First of all prepare the pastry cream. Bring the milk to the boil with the vanilla pod and lemon rind in it; then leave it to cool down. In the meanwhile, beat the egg yolks with the sugar until light and fluffy. Stir the flour into the beaten yolks, a little at a time, making sure it is well amalgamated. Then very slowly pour in the cold milk (from which you have removed the vanilla pod and lemon rind). Put the mixture back on the stove, over a very low heat and, stirring constantly with a wooden spoon, bring the pastry cream almost to the boil, removing it from the heat just before it begins to do so. If any lumps should have formed while cooking, whisk the pastry cream slightly until it is smooth and homogenous.
Now prepare the dough. Beat the softened butter (take it out of the fridge at least an hour beforehand) with the sugar, egg and finely chopped almonds. A little at a time, mix in the sieved flour and baking powder. Form a ball of soft dough and divide it in two. Using one half at a time, use your hands to spread out the dough in a shallow, non-stick, baking tin (like a “pizza pan”) measuring 30 cm in diameter (well-greased with butter and sprinkled with breadcrumbs).
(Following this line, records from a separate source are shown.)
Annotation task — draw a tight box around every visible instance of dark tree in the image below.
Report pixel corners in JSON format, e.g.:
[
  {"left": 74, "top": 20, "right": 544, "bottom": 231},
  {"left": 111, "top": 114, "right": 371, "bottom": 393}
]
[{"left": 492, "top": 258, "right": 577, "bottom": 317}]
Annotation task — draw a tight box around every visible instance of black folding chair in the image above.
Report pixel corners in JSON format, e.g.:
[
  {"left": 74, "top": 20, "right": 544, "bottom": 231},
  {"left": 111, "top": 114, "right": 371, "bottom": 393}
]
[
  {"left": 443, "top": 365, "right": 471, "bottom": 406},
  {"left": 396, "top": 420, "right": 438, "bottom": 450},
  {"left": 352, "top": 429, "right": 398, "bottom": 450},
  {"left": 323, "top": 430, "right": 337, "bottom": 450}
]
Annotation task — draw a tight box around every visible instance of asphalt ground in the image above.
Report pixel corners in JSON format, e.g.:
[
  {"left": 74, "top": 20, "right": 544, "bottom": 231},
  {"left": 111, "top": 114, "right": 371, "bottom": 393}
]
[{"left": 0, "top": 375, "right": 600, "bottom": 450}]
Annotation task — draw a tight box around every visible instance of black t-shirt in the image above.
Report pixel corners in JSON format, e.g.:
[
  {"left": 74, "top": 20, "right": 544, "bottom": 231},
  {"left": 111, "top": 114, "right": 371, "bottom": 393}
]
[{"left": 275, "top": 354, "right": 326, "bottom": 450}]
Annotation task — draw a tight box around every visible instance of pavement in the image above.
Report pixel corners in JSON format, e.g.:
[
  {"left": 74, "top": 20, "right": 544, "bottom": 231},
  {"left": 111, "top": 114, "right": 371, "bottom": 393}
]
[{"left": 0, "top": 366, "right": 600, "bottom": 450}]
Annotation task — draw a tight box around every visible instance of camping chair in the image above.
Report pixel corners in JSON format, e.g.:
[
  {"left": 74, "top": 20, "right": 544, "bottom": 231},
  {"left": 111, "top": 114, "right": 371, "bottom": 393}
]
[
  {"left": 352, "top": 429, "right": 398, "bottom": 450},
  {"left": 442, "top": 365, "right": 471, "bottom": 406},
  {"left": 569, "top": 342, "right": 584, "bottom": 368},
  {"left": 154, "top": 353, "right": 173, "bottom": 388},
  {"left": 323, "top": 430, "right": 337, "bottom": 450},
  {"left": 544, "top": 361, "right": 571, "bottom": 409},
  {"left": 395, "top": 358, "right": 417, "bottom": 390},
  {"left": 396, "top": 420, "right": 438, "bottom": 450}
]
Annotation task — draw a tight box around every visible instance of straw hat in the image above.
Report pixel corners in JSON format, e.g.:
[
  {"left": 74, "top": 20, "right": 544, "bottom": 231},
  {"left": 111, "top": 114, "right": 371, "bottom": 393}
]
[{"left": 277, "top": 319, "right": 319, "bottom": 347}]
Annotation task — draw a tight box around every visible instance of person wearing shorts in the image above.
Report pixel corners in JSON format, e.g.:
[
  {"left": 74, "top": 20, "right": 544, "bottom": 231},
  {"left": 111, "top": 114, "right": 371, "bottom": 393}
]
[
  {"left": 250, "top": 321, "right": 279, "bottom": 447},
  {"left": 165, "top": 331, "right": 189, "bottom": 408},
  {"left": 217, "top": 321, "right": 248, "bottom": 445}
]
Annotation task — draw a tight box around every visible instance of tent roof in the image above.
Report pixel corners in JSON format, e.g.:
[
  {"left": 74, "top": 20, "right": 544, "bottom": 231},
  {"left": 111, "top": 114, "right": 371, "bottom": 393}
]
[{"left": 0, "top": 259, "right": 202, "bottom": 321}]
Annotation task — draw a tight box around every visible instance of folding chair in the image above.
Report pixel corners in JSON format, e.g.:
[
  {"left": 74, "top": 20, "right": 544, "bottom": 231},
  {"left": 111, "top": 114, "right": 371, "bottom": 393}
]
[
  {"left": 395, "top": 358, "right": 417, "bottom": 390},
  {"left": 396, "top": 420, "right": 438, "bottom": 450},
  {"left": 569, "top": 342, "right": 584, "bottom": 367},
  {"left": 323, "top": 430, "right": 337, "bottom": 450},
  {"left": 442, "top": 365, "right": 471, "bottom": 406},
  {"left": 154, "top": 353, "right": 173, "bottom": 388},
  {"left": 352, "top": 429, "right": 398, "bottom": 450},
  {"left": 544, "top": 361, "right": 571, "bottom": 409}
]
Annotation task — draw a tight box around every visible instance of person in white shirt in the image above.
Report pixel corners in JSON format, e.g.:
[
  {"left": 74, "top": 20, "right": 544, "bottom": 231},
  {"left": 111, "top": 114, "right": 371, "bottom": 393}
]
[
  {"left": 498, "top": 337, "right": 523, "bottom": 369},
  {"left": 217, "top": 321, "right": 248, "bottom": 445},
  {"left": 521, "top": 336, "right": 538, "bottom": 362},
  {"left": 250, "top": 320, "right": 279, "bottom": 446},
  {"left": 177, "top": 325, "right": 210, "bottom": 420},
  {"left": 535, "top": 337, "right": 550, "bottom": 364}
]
Cook both of the disks, one after the other, in a preheated oven at 180 °C for about 10 minutes (until they turn a nice biscuit colour). Remove the focaccia from the baking tin when they have cooled slightly and transfer them onto a round serving dish; take care not to break them, they are very crumbly.
Spread the cold pastry cream on one of the focaccia disks; slide the second one on top and press it slightly onto the pastry cream. Sprinkle the icing sugar over the surface, using a tea strainer to sift it. If you serve it straight after baking, the focaccia, which has a very crisp crust, tends to crumble as you slice it (it’s still delicious, but not quite as good to look at). If you wait a couple of hours, the pastry cream will soften it slightly and the focaccia will slice perfectly.